Much has been written about the bold conspiracy, as a result of which Beria Lavrenty Pavlovich was arrested and soon executed (or killed). His photo was just as quickly erased from all textbooks, like the images of previous exposed enemies of the people. The projects proposed by him for economic and political reforms, in particular, the limited introduction of private property and were further implemented during Gorbachev's perestroika.

I think you will be interested in reading this opinion about this historical figure. Someone is aware of this information, someone will not accept it in any case, and someone will learn something new for themselves.

Lavrenty Pavlovich Beria is one of the most famous and at the same time the most unknown statesmen Russia. Myths, lies and slander against him almost exceed the amount of slop poured into the name of Stalin. It is all the more important for us to understand who Beria really was.

On June 26, 1953, three tank regiments stationed near Moscow received an order from the Minister of Defense to load up with ammunition and enter the capital. I received the same order motorized rifle division.

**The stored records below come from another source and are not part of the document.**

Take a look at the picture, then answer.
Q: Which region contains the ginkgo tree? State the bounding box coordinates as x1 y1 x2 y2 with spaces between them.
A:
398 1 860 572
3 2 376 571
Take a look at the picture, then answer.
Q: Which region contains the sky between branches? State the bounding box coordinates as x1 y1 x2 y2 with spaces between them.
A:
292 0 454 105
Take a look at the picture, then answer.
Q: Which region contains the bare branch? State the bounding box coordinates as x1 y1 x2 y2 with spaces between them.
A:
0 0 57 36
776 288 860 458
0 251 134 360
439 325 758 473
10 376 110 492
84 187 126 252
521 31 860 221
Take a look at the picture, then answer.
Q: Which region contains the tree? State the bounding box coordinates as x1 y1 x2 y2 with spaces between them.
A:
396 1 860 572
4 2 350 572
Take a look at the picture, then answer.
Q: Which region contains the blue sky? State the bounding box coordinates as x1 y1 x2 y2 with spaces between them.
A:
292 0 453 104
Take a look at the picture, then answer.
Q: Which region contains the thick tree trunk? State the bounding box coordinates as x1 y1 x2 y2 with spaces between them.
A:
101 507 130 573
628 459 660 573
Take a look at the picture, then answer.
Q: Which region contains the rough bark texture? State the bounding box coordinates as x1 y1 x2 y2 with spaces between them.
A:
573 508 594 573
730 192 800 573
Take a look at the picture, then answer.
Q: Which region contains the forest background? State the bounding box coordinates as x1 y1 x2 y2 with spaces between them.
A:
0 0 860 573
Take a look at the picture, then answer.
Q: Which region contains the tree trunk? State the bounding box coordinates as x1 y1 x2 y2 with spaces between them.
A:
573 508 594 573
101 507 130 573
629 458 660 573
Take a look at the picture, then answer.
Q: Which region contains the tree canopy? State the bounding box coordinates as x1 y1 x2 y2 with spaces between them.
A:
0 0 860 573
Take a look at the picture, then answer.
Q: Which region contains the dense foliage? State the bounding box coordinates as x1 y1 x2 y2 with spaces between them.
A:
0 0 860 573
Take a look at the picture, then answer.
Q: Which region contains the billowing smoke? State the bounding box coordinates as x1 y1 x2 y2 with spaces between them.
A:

Two air divisions and a formation of jet bombers were ordered to wait in full combat readiness for orders for a possible bombing of the Kremlin. Subsequently, a version of all these preparations was announced: the Minister of Internal Affairs Beria was preparing a coup d'etat, which had to be prevented, Beria himself was arrested, tried and shot. For 50 years this version was not questioned by anyone. Ordinary, but not very a common person knows only two things about Lavrentiy Beria: he was an executioner and a sexual maniac. Everything else has been removed from history. So it’s even strange: why did Stalin tolerate this useless and gloomy figure near him? Afraid, or what? Mystery. I wasn’t afraid at all! And there is no mystery. Moreover, without understanding the true role of this man it is impossible to understand the Stalinist era. Because in fact, everything was completely different from what the people who seized power in the USSR and privatized all the victories and achievements of their predecessors later came up with.

St. Petersburg journalist Elena Prudnikova, author of sensational historical investigations, participant in the historical and journalistic project “Riddles of History,” talks about a completely different Lavrentiy Beria on the pages of our newspaper. “Economic miracle” in Transcaucasia Many people have heard about the “Japanese economic miracle”. But who knows about Georgian? In the fall of 1931, the young security officer Lavrentiy Beria, a very remarkable personality, became the first secretary of the Communist Party of Georgia. At 20 he led illegal network in Menshevik Georgia. In 23, when the republic came under the control of the Bolsheviks, he fought against banditry and achieved impressive results - by the beginning of this year there were 31 gangs in Georgia, by the end of the year there were only 10 of them left. In 25, Beria was awarded the Order of the Red Banner of Battle. By 1929, he became both the chairman of the GPU of Transcaucasia and the plenipotentiary representative of the OGPU in the region. But, oddly enough, Beria stubbornly tried to part with the KGB service, dreaming of finally completing his education and becoming a builder. In 1930, he even wrote a desperate letter to Ordzhonikidze. “Dear Sergo! I know you will say that now is not the time to bring up the issue of studying. But what to do? I feel like I can’t do it anymore.” In Moscow, the request was fulfilled exactly the opposite. So, in the fall of 1931, Beria became the first secretary of the Communist Party of Georgia. A year later he became the first secretary of the Transcaucasian regional committee, in fact the owner of the region. And we really, really don’t like to talk about how he worked in this position. Beria still got the same district.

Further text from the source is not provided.